Collaborating With the Community: The Extra-Territorial Translational Research Team
- 1. Institute for Translational Sciences, University of Texas Medical Branch-Galveston, Sociology and Director, Center for Social Inquiry, Texas State University, USA
- 2. Department of Preventive Medicine and Community Health, Community Engagement and Research Key Resource, Institute for Translational Sciences, University of Texas Medical Branch-Galveston, USA
- 3. Department of Pharmacology and Toxicology, Environmental Toxicology, Sealy Center for Environmental Health and Medicine, University of Texas Medical BranchGalveston, USA
- 4. 4 Environmental and Public Health Education & Engagement, Sealy Center for Environmental Health and Medicine; University of Texas Medical Branch-Galveston, USA
Abstract
The purpose of the present study is to suggest a revision of the team science concept to the more inclusive extra-territorial research team (ETRT). Translational thinking is largely marked by the perception of the team as a thing-like structure at the center of the scientific activity. Collaboration accordingly involves bringing external others (e.g., scientists, community members, and clinicians) into the team through limited or dependent participation. We suggest that a promising and innovative way to see the team is as an idea: a schema for assembling and managing relationships among otherwise disparateindividuals with vested interests in the problem at hand. Thus, the ETRT can be seen as a process as well as an object. We provide a case study derived from a qualitative analysis of the impact of the logic of translational science on a team assessment of environmental health following an off-coast oil disaster. The ETRT in question displayed the following principles of constructive relationshipmanagement: a high sense of adventure given the quick pace and timeliness given the relevance of the oil spill to all team members; regular meetings in the community to avoid the appearance of academic hegemony; open access by lay as well as institutional scientists; integration of emergency management coordinators into the group; and the languages of public health, environmental pharmacology/toxicology and coastal culture seamlessly interwoven in discussion. The ETRT model is an appropriate strategy for mobilizing and integrating the knowledge and skills needed for comprehensive science and service responses, especially during crisis.
Keywords
• Translational science
• Team science
• Symbolic interactionism
• SCI Café
• Community engagement
Citation
Kotarba JA, Croisant SA, Elferink C, Scott LE (2015) Collaborating With the Community: The Extra-Territorial Translational Research Team. J Transl Med Epidemiol 3(1): 1038.
ABBREVIATIONS
CBPR: Community-Based Participatory Research; CEKR: Community Engagement &Research Key Resource; CET: Center in Environmental Toxicology; CSW: Community Science Workshop; CTSA: Clinical and Translational Sciences Award; ETRT: Extra-Territorial Research Team; GC-HARMS: Gulf Coast Health Alliance: Health Risks Related to the Macondo Spill; KR: Research Key Resources; MTT: Multidisciplinary Translational Teams; SI: Symbolic Interactionism; UTMB: University of Texas Medical Branch
INTRODUCTION
The growth in science and engineering research conducted by teams has dramatically accelerated since 1975, making multi-university collaborations the fastest growing authorship structure [1]. This transition has been accelerated by the recognition that increasingly specialized scientific fields must develop collaborations to enhance creativity and accelerate the pace of discovery to address major societal health problems [2]. Research and intellectual property developed by highly functioning multidisciplinary research teams has greater impact in peer recognition through citations and patent uses than research products from siloed investigators [3]. As a result, major funding agencies are placing increasing emphasis on team science approaches in their funding portfolio. A notable example is the Clinical and Translational Sciences Award (CTSA), an initiative emerging from the NIH Roadmap, intended to stimulate the speed and effectiveness of scientific research. Numerous literature reviews have found that team science is becoming increasingly prominent [4].

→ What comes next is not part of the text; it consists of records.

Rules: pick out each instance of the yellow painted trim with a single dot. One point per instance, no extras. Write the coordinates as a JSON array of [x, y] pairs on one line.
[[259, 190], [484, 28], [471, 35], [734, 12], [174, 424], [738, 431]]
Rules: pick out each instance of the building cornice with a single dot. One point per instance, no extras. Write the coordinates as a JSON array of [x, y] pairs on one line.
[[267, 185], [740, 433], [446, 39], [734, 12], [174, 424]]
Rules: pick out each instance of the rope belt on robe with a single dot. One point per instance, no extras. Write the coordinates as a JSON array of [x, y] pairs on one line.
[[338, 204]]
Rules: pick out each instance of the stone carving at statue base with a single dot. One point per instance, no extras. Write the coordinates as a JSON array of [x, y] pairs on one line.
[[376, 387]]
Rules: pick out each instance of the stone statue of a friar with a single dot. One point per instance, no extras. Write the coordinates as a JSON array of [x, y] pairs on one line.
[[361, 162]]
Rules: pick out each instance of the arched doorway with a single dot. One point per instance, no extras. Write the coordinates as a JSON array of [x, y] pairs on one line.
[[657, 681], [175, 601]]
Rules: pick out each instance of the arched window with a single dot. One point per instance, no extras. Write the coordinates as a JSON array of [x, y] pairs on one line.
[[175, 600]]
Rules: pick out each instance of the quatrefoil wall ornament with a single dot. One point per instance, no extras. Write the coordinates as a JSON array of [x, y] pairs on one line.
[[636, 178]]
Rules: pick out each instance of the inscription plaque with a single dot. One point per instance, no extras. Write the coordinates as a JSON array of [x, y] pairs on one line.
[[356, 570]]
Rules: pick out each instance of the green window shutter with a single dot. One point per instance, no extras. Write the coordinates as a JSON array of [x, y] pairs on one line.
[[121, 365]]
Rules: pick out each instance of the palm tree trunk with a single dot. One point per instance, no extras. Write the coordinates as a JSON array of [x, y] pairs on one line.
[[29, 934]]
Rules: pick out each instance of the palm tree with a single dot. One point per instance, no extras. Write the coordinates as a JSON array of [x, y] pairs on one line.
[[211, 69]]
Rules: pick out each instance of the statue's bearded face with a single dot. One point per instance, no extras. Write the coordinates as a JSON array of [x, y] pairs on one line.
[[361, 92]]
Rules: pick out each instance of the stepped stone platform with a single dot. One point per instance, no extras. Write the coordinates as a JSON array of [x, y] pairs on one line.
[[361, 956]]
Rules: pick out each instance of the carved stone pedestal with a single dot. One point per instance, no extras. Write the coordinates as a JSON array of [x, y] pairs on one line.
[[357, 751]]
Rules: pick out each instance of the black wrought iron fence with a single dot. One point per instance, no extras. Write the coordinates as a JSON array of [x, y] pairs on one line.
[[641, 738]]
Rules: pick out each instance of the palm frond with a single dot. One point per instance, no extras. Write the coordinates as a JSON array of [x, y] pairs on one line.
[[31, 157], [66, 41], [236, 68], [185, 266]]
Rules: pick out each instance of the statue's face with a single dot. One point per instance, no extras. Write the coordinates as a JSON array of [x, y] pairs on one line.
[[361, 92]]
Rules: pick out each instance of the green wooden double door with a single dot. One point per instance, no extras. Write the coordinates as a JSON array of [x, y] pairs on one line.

Bennett, Gadlin and Levine-Finleyprovide a generic definition of team science: “Team science has been described as a collaborative and often cross-disciplinary approach to scientific inquiry that draws researchers who otherwise work independently or as coinvestigators on smaller-scale projects into collaborative centers and groups [5].” The literature also includes definitions of teams according to a wide range of organizational/ structuralist dimensions, such as size, organizational complexity, geographic scope, funding, duration, leadership structure, team goals, etc [6]. The definitions or models of team science are very closely situated with or intended to inform strategies for evaluating team science. This makes good sense since team science has become a--if not the--primary mechanism for enacting translational science, the ultimate goal of which is to improve the scientific enterprise [7].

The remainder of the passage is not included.